Oodnadatta was once a relatively important railway town, sitting strategically on the north-south railway line from Port Augusta to Darwin (known now as the ‘Old Ghan’). But this route was plagued by washouts, and the line was moved further west in (I think) the 1970s, where it now more-or-less follows the Stuart Highway. So Oodnadatta almost went the way of lots of other settlements on the old line and ‘died a natural’, except tourism plus the entrepreneurship of Adam and Lynnie Plate at the Pink Roadhouse has kept it alive. The Oodnadatta Track from Marla to Marree (about 620 km) is now one of the most popular ‘off the beaten track’ journeys in Australia, and the road have been positively busy as we have beetled our way south.
We spent a couple of nights in Coober Pedy, which is a place everyone should really visit. It’s so different – as you’d expect in such a harsh climate. Opal mining is the go here, has been since 1915, and people continue to work good claims today. The ‘big M’ miners are not here – this is small business mining, and there are some pretty colourful characters here (not just because they are layered in dust). Most people live underground, and many of the town businesses are underground too, occupying old mine shafts. ‘Underground’ means built into a hill side – see photo. Temps inside sit at a nice even 23 degrees year round – a safe haven from 50 degrees and wind storms outside. This place must be fearsome in the height of summer.
Prior to Coober Pedy we bush-camped at Arckaringa Station, in the Painted Desert, after walking the stunning Arckaringa Hills – a little-known but very striking attraction. From Arckaringa to Coober Pedy the road passes through Moon Plain, aptly named (see photo). Amazingly, this place is host to a lot of wildlife, including the inland taipan, the world’s most venomous snake, which hunts plains rats that find suitable habitat in some of the lower-lying parts of the plain. The road also crosses the dog fence, 5600 km long, running from Queensland to the southern Western Australia, to keep dingoes out of the south-eastern parts where sheep are farmed.
A big highlight was flying over Lake Eyre, from William Creek.
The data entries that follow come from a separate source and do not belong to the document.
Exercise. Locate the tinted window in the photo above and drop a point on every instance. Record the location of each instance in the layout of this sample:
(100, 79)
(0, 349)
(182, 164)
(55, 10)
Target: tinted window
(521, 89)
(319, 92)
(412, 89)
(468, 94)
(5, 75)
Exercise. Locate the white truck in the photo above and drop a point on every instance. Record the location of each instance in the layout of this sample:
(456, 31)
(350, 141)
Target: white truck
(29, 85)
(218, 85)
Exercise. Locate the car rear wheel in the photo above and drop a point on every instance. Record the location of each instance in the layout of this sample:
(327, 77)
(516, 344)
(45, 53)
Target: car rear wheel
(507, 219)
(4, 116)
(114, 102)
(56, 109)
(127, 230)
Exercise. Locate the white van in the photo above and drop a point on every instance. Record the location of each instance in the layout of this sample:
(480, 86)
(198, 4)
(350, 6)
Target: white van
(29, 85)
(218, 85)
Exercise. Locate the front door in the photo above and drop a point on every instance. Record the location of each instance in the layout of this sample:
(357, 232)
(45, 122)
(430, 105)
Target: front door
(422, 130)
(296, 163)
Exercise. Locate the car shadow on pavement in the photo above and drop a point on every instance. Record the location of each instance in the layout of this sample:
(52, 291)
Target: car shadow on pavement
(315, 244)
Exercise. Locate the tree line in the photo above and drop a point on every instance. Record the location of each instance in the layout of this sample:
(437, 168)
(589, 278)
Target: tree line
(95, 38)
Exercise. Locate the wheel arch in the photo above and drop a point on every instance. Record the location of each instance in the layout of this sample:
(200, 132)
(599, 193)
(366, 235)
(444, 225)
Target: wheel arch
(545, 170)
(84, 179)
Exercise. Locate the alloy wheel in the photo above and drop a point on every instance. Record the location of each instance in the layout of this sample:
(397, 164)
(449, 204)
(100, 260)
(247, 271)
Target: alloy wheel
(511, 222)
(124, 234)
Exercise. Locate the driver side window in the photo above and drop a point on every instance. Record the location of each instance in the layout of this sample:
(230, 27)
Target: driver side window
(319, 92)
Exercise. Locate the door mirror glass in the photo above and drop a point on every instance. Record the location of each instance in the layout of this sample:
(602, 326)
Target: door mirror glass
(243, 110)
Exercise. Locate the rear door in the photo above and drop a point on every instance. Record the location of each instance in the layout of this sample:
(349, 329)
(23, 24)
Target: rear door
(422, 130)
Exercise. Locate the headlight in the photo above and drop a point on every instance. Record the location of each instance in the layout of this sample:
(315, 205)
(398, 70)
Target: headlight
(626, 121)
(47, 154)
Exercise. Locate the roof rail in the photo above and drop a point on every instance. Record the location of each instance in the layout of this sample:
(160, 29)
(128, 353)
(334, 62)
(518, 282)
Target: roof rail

L Eyre is the 6th largest lake in the world (nearly 10,000 square km, or 1 million hectares), but has been full on only 3 occasions since the mid 1800’s, and usually sees water only one year in every 8. It gets drainage water from about 1/3rd of the Australian continent, from the Barkly Tablelands in the northwest, to the western edge of the Great Dividing Range in far north Queensland. Some of these areas took a hammering from rain earlier this year, and much of this water is now filling L. Eyre. Currently, Cooper Creek is brining water from Queensland that fell as rain in February/March, and is expected to keep flowing for at least another three months. Yep, that’s right, it takes 6 months or so for the water to ooze > 1000 km into the Lake – because the terrain is so flat, and the distances are so huge. We got a great view of the Cooper Creek flowing into L Eyre north – a rare sight, so we feel pretty good about that. L Eyre North is about 10% full – that is, about 1000 square kilometres has a good depth of water over it, and birds are flocking to breed as the fish populations bloom.
William Creek township (population roughly 30 in the ‘peak’ season and roughly 4 in the height of summer) is on Anna Creek Station, which is 27,000 square kilometres in area (2.7 million hectares - about the size of Belgium). That sounds BIG – but the country is so dry it supports only one cattle beast per 1500 hectares (and sometimes zero cattle at all in droughts such as 2000 – 2007). Compare this to the West Kimberley at one beast per 60 hectares and you start to get a sense of how little feed there is for livestock around here.
To complete this little blog, and to show that not all goes swimmingly for the would-be intrepid traveller, consider this saga:
- Drove 140 km up the Birdsville track to the site where a ferry is taking vehicles across Cooper Creek, because the road is now under floodplain. All well and good, a special thing to do, but …
- Another flat tyre (number 4 on the journey – and this one brand new at Coober Pedy) – Birdsville Track is rocky-as
- Shattered windscreen – yep, rocks break glass as well as tyres
- Our camera died, sigh …
- Our camp site at Farina, where we met up with Geoff and Sue Saul and Tom and Kim Bege, heading north, was inundated by rain overnight, all campers wet, and …
- … the rain means the road in either direction has turned to muddy, porridge-like brown mess. We made a run for it, south, onto bitumen, asap this morning. Ned is now brown (not white) and the roads in the area are all now closed.
We are holed up in Port Augusta, re-grouping, and hoping to head back into Finders Ranges tomorrow or the day after.
Hope all is well for you.
Cheers
The Chappies
Satellite image of Lake Eyre, Saturday 1oth. Dark blue areas have water, light blue is wet sand. Cooper Creek enters near top right - its the dark blue patch, and is being fed by the floodplains to the east (toward bottom right corner of image). Birdsville Track route runs through those floodplains, ferry is operating further east.